Dynamic Programming-Based Redundancy Resolution for Path Planning of Redundant Manipulators Considering Breakpoints

This paper proposes a redundancy resolution algorithm for a redundant manipulator based on dynamic programming. This algorithm can compute the desired joint angles at each point on a pre-planned discrete path in Cartesian space, while ensuring that the angles, velocities, and accelerations of each joint do not exceed the manipulator's constraints. We obtain the analytical solution to the inverse kinematics problem of the manipulator using a parameterization method, transforming the redundancy resolution problem into an optimization problem of determining the parameters at each path point. The constraints on joint velocity and acceleration serve as constraints for the optimization problem. Then all feasible inverse kinematic solutions for each pose under the joint angle constraints of the manipulator are obtained through parameterization methods, and the globally optimal solution to this problem is obtained through the dynamic programming algorithm.
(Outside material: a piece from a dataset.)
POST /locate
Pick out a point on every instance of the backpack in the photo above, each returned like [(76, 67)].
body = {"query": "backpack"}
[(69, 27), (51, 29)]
On the other hand, if a feasible joint-space path satisfying the constraints does not exist, the proposed algorithm can compute the minimum number of breakpoints required for the path and partition the path with as few breakpoints as possible to facilitate the manipulator's operation along the path. The algorithm can also determine the optimal selection of breakpoints to minimize the global cost function, rather than simply interrupting when the manipulator is unable to continue operating. The proposed algorithm is tested using a manipulator produced by a certain manufacturer, demonstrating the effectiveness of the algorithm.